Now, at the age of 55, I have had this question numerous times during my travels (most notably in Asia) and it does get a bit tiresome. Here in India, you are considered “peculiar” to be my age and not married – well, in the heterosexual sense of the word anyway. So, when he asked if I was married, I said:
“Well, yes, I was married once, yes indeed, but divorced now. My wife was Jane Doe, You must have heard of her, as she is well known actress.”
He said: “No sir, I’m sorry, I have not.”
“She was in that famous movie, The Girl with the Regretted Tattoo. Based on the best- selling book.”
Sitting beside me in the back seat of the car, Ross
shot me a disapproving frown. I shrugged back. Anyway, we were being sucked into an imminent vortex of motorcycles, tuk tuks and cows and that drew the attention of our driver and the topic fell away.
So, let’s talk food. Everything we have been eating has been fantastic. Light-years ahead of what we get served at Indian eateries in Australia. Highlights so far have included wonderfully delicious chicken curries, and even exquisite vegetarian curries (I could easily go vego here the whole time), and all sorts of rich chutneys and sauces. Ross had a banana lassi yesterday (the famous Indian yoghurty drink), while I fell in love with gulab jamun, a sweet dessert the size and shape of a golf ball.
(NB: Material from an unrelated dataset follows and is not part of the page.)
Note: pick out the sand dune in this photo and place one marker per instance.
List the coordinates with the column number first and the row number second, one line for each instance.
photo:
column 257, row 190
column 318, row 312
A few nights ago we also had our first thalis. A thali is a circular tray holding an array of small bowls of different things – maybe a coconut curry, a dahl curry, a spicy chicken mix, perhaps a rich veg curry, some paneer (cheese) in spinach sauce, some chutneys and some chapati bread in the centre for breaking off and dipping in the bowls. It was all delicious. Even the pappadums here are lovely – dusted with
pepper and chilli. Yesterday after coming back from Chittorgarh Fort, our driver said we should stop for lunch and he pulled into a less than appealing looking place. Dusty, with dogs asleep out the front and faded plastic chairs. We both ordered the stuffed capsicum and a Kingfisher beer. Well, the stuffed capsicum was divine! It was just wonderful, and for the princely sum or about AUD$2 each !!
A summary of our first five days: Fabulous. Udaipur was terrific and we were reluctant to leave. Yes, there are crowds and noise and dirty streets, but to me this is part of the experience. Plus, just around the corner is a divine and quiet restaurant or a glorious temple, fort or palace. The people have all been exceptionally warm and friendly and we feel safe on the streets day or night – so long as we side step those motorbikes or tuk tuks zooming past. The pros far outweigh the cons - well, so far, for us anyway. I guess we are enjoying it so much because it is so very different from anywhere we have ever been before.
So, if you come to India, you simply must
see Udaipur. Our next stop- via a car and driver -is the “blue city” of Jodhpur. (Inter-city cabs are easy and not overly expensive here.)
Love, Craig (and Ross).
P.S. all the photos here in the text and also below are from Udaipur or Chittorgarh fort. I haven’t bothered labeling most of them. Remember, you can click to enlarge individual photos, then scroll through them.